Quando foi que passamos a normalizar a mentira, os erros e aceitar a tirania como algo normal? O que aconteceu na União Soviética pode acontecer no Ocidente e Alexander Soljenítsin tem uma lição para todos nós.
Alexander Soljenítsin foi um dos mais proeminentes escritores russos do século XX, que chegou a ganhar o prêmio Nobel de literatura em 1970. Por ter testemunhado e sido vítima do brutal regime soviético durante o stalinismo, ele viveu o que existe de mais assombroso de uma ditadura comunista. Tendo sido um preso político num Gulag, os campos de concentração soviéticos, ele conseguiu coletar relatos de várias outras pessoas que passaram pela mesma experiência. Sobre isso, ele escreveu um grande livro originalmente lançado em vários volumes densos intitulado “O Arquipélago Gulag”. Por tudo isso, esse intelectual tem muito a nos ensinar, já que os países ocidentais, por incrível que pareça, ainda mantêm uma boa parcela de apoiadores das ideologias marxistas.

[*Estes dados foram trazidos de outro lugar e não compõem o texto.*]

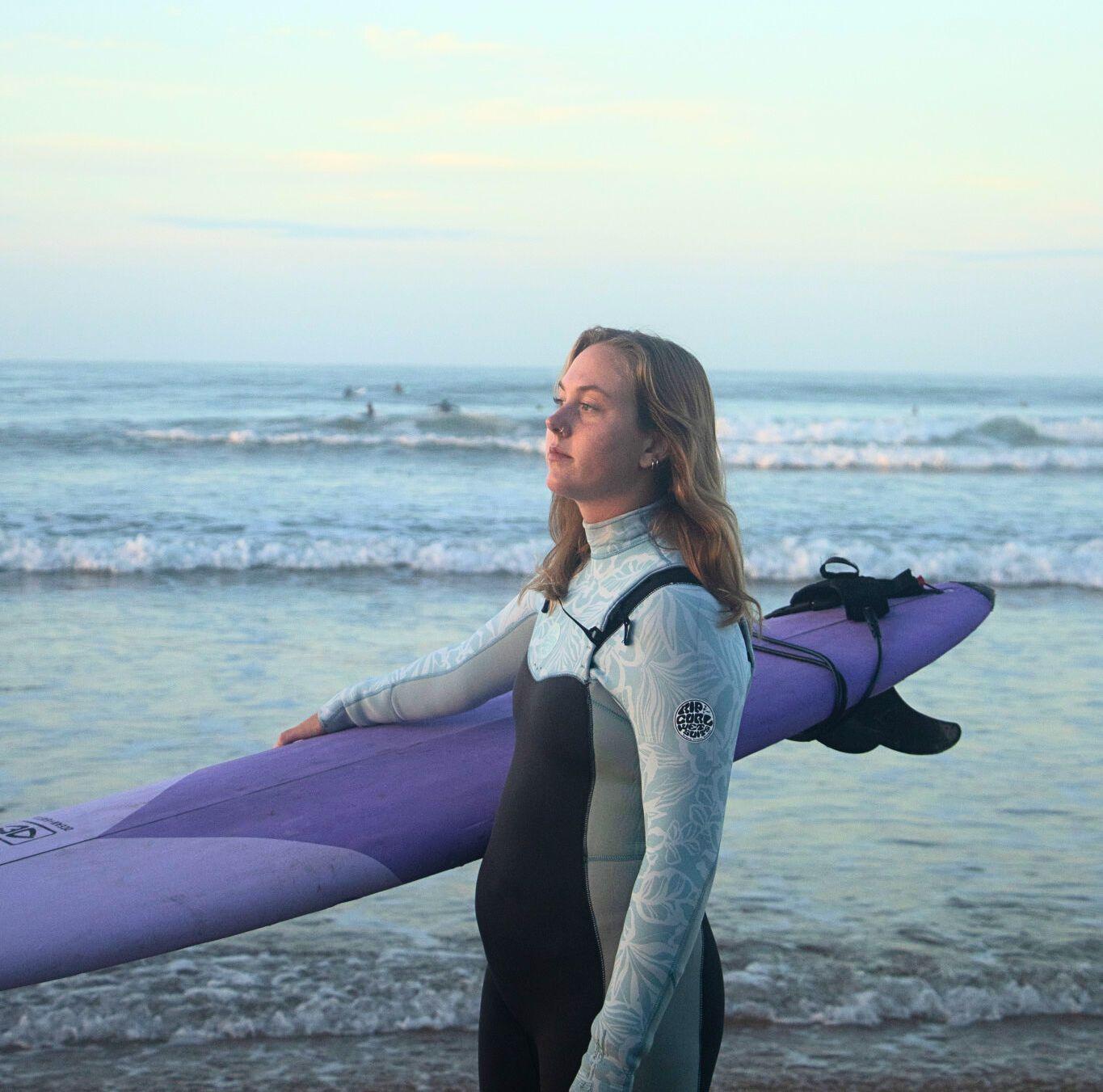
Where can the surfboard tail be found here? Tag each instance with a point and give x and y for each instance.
(886, 720)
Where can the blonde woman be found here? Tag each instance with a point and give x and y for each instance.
(629, 656)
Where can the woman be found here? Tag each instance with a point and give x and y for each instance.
(602, 973)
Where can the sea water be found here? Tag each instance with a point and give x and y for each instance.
(196, 557)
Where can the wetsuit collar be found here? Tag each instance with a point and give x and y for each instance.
(611, 536)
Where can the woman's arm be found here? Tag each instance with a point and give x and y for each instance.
(683, 683)
(449, 680)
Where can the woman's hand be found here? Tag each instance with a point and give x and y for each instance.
(309, 727)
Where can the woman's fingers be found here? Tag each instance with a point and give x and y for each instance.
(309, 727)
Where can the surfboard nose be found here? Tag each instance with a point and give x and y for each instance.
(985, 590)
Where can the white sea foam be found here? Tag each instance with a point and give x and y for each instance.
(790, 559)
(226, 994)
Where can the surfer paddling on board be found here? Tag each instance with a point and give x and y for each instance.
(630, 658)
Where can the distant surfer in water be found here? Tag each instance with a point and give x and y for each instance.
(630, 658)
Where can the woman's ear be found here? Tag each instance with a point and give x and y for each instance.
(656, 449)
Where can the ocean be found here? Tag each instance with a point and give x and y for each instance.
(196, 557)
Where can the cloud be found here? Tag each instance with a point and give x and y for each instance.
(410, 43)
(300, 230)
(504, 112)
(1026, 255)
(109, 85)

Devido ao decaimento moral e espiritual da população russa, Soljenítsin tem várias críticas a esse povo por deixar seu país sucumbir a um regime tão cruel, e a uma vida de falsidades. Ele alertou para o perigo da morte espiritual que abalou a Rússia, pois os russos facilmente abriram mão da verdade e de seus princípios, por promessas de sociedade utópica e ideal. Segundo ele, os russos foram perdendo sua força, orgulho e paixão e esquecendo os ensinamentos ancestrais para acreditarem nas ideias que os governantes lhes iam impondo. O dissidente soviético reconhece o tremendo erro que foi adotar aquele espírito revolucionário durante a conquista do poder pelos bolcheviques, e que isso teve um enorme custo humano, espiritual e material.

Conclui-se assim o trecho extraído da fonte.